What is the limit of #sqrt(4x^2-1) / x^2# as x goes to negative infinity?

2 Answers

The limit is zero.

Explanation:

As #x# approaches #-\infty#, the #-1# inside the root becomes insignificant (which is to say, #4x^2# and #4x^2-1# are asymptotically equivalent, which again means that you can substitute one with the other and the limits doesn't change).

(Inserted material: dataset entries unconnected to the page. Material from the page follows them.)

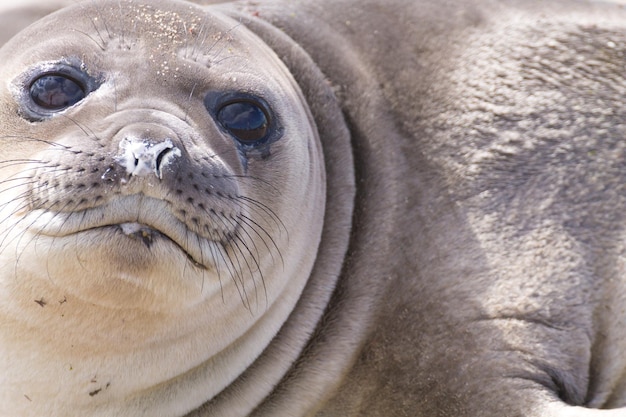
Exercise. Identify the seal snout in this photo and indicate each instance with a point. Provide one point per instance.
(142, 157)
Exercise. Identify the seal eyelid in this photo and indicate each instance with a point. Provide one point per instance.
(50, 88)
(56, 91)
(245, 119)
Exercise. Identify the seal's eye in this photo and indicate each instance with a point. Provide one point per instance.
(245, 120)
(56, 92)
(48, 88)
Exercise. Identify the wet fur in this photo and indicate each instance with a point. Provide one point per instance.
(485, 271)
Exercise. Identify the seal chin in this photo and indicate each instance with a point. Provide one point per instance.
(139, 218)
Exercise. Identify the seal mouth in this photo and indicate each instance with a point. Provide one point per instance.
(147, 235)
(141, 218)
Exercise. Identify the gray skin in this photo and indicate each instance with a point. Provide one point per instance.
(474, 236)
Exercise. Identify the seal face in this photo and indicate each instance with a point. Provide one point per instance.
(156, 160)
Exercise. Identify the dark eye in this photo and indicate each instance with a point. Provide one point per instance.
(55, 92)
(245, 120)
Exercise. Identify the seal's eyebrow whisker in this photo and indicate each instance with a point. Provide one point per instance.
(190, 101)
(100, 45)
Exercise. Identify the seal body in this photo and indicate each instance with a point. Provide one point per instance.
(332, 208)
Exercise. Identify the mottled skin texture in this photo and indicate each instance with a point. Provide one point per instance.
(487, 252)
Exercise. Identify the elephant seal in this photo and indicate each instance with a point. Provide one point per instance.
(331, 208)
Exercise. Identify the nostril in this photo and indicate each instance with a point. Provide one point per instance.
(142, 157)
(160, 157)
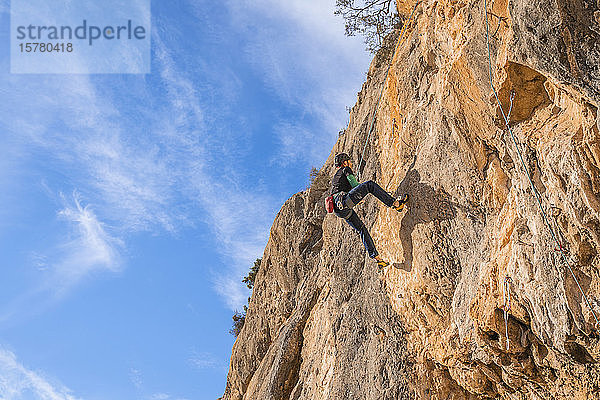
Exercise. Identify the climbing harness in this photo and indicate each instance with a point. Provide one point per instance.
(373, 117)
(507, 305)
(538, 197)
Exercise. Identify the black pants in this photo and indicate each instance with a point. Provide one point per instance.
(354, 197)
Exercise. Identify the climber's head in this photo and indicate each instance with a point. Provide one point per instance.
(342, 158)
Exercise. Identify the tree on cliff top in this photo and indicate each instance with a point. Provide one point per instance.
(240, 317)
(375, 19)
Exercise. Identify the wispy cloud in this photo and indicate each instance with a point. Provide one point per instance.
(204, 361)
(91, 247)
(17, 382)
(311, 61)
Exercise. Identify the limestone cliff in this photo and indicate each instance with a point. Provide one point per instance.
(324, 324)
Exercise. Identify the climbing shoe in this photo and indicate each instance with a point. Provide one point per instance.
(382, 264)
(402, 200)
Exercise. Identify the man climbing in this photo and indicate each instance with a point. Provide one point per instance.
(347, 192)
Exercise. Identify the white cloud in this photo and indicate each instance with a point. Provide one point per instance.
(135, 376)
(300, 48)
(164, 396)
(90, 249)
(203, 361)
(19, 383)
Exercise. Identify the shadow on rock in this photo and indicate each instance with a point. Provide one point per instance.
(425, 205)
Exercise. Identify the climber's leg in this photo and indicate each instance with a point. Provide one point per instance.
(359, 192)
(355, 222)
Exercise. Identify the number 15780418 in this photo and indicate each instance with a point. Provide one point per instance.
(46, 47)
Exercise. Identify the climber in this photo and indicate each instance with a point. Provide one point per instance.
(347, 192)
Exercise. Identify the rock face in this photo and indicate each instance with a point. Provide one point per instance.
(324, 324)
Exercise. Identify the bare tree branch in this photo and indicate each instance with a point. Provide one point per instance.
(374, 19)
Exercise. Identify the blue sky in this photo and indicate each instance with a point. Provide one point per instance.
(131, 206)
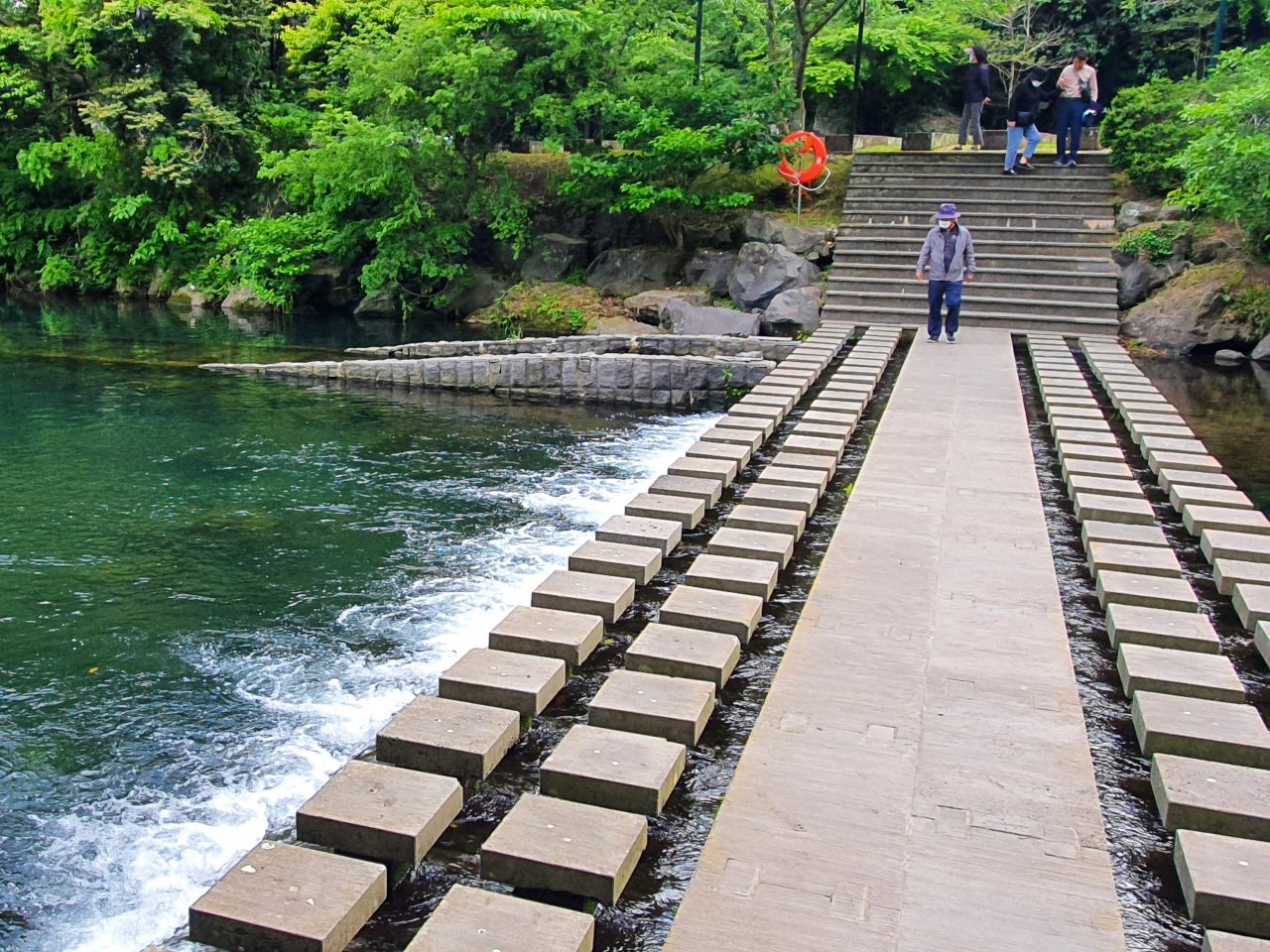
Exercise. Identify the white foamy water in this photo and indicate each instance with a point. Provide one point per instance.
(119, 873)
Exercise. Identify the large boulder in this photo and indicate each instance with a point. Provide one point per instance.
(647, 306)
(683, 317)
(710, 270)
(807, 240)
(763, 271)
(554, 257)
(793, 311)
(624, 272)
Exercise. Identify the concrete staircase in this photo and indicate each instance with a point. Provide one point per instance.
(1043, 241)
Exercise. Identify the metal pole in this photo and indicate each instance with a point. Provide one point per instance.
(697, 75)
(855, 82)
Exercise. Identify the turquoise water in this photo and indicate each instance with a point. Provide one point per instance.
(214, 589)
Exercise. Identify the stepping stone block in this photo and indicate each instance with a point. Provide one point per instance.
(1159, 627)
(1207, 730)
(1146, 590)
(707, 490)
(747, 576)
(451, 738)
(675, 708)
(684, 653)
(1243, 546)
(524, 683)
(686, 512)
(289, 898)
(712, 610)
(763, 518)
(380, 812)
(1141, 560)
(616, 770)
(1169, 671)
(1225, 881)
(751, 543)
(558, 844)
(585, 593)
(1211, 797)
(1092, 506)
(553, 634)
(475, 920)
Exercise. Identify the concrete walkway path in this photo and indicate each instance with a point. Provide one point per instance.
(920, 777)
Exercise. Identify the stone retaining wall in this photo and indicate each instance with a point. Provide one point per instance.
(624, 379)
(661, 344)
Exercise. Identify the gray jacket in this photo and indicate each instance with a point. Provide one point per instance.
(933, 254)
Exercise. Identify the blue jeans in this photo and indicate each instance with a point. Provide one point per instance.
(939, 294)
(1015, 136)
(1070, 113)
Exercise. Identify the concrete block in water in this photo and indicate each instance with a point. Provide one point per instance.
(289, 898)
(451, 738)
(606, 595)
(570, 636)
(477, 920)
(676, 708)
(524, 683)
(380, 812)
(676, 652)
(615, 770)
(1170, 671)
(662, 535)
(1225, 881)
(557, 844)
(1146, 590)
(1209, 730)
(1211, 797)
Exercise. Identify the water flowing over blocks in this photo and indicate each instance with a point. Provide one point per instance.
(752, 543)
(1146, 590)
(585, 593)
(747, 576)
(712, 610)
(1225, 881)
(1159, 627)
(1141, 560)
(675, 708)
(690, 486)
(1169, 671)
(570, 636)
(684, 653)
(289, 898)
(558, 844)
(452, 738)
(616, 770)
(1211, 797)
(663, 535)
(380, 812)
(1209, 730)
(763, 518)
(476, 920)
(524, 683)
(1091, 506)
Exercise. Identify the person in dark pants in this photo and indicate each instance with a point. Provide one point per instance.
(1078, 90)
(949, 255)
(978, 81)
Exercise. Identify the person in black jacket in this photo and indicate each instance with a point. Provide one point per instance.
(978, 84)
(1021, 121)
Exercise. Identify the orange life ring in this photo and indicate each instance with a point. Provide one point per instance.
(808, 145)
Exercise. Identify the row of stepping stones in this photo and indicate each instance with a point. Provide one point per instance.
(585, 829)
(1209, 749)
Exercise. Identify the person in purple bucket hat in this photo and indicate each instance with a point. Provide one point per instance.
(949, 255)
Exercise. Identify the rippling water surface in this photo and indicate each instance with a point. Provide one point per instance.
(214, 589)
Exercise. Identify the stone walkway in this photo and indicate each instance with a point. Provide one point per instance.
(920, 777)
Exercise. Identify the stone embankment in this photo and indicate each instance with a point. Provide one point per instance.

So, you have the following:

#\lim_{x\to -\infty} {\sqrt{4x^2-1}}/{x^2} = \lim_{x\to -\infty} {\sqrt{4x^2}}/{x^2}#

With the advantage that #\sqrt{4x^2}# is easibly computable, since it is #abs(2x)#. And since #{abs(2x)}/x^2=2/abs(x)#, you can clearly see that this function goes to #0#, as #x# approaches #-\infty#.

Sep 26, 2015

Here is a different way of writing the solution.

Explanation:

#sqrt(4x^2-1) = sqrt(x^2(4-1/x^2))#

# = sqrt(x^2)sqrt(4-1/x^2)#

# = absx sqrt(4-1/x^2)#

As #x rarr-oo# we are concerned with negative values of #x#,.

For #x < 0#, #sqrt(x^2) = absx = -x#.

#lim_(xrarr-oo)sqrt(4x^2-1)/x^2 = lim_(xrarr-oo)(sqrt(x^2)sqrt(4-1/x^2))/x^2#

# = lim_(xrarr-oo)(-xsqrt(4-1/x^2))/x^2#

# = lim_(xrarr-oo)(-sqrt(4-1/x^2))/x#

# = 0#.

(I would describe this as more algebraic and less analytic than the other fine answer provided by Killer Bunny (and George C.).)